Great, and with Elina as well! All is good, then.


----------



## Sieglinde (Oct 25, 2009)

I live in Sopron, about an hour with car... and I don't even consider going.


----------



## classidaho (May 5, 2009)

Sieglinde said:


> I live in Sopron, about an hour with car... and I don't even consider going.


and, , what is the over-riding reason that you would not concider it?

Please, don't say it's because of Anna, Anna or Elina!


----------



## Almaviva (Aug 13, 2010)

MAuer said:


> Cheer up, Alma: La Bellissima will be bringing her Bolena to the Met later this year.
> http://anna-netrebko.blogspot.com/2011/02/anna-netrebko-in-anna-bolena-and-manon.html


I'll go on October 15. I have a nice pre-paid hotel package already in a 5-star hotel (bargain price, got a promotion). It will be fun!
And October 15 is the Met in HD performance so you'll all be able to hear me during the curtain calls. I'm planning to shout "Brava, La Bellissima!!!" Seriously. I will.


----------



## sospiro (Apr 3, 2010)

Almaviva said:


> I'll go on October 15. I have a nice pre-paid hotel package already in a 5-star hotel (bargain price, got a promotion). It will be fun!
> And October 15 is the Met in HD performance so you'll all be able to hear me during the curtain calls. I'm planning to shout "Brava, La Bellissima!!!" Seriously. I will.

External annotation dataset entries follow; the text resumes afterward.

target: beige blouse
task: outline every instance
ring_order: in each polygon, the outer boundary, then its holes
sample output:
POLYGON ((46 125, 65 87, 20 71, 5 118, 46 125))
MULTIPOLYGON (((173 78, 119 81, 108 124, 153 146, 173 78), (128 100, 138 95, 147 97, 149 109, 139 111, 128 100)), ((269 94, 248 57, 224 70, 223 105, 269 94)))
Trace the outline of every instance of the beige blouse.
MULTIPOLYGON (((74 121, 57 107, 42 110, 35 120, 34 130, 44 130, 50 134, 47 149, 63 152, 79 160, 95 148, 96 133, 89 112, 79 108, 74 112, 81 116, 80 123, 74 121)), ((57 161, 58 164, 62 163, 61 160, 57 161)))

As you know I'm in Berlin to see Joseph Calleja in Lucia & Anna Bolena was live on TV here last night. If it's the same cast you should enjoy it. 'La Bellissima' was superb but she will have to watch her weight. Jane Seymour is a meatier role & Elīna Garanča was great as the scheming mistress. Her full-on snog with Henry (Ildebrando D'Arcangelo) at the beginning set things up nicely. Ildebrando was gorgeous - couldn't take my eyes off his tight leather trousers.


----------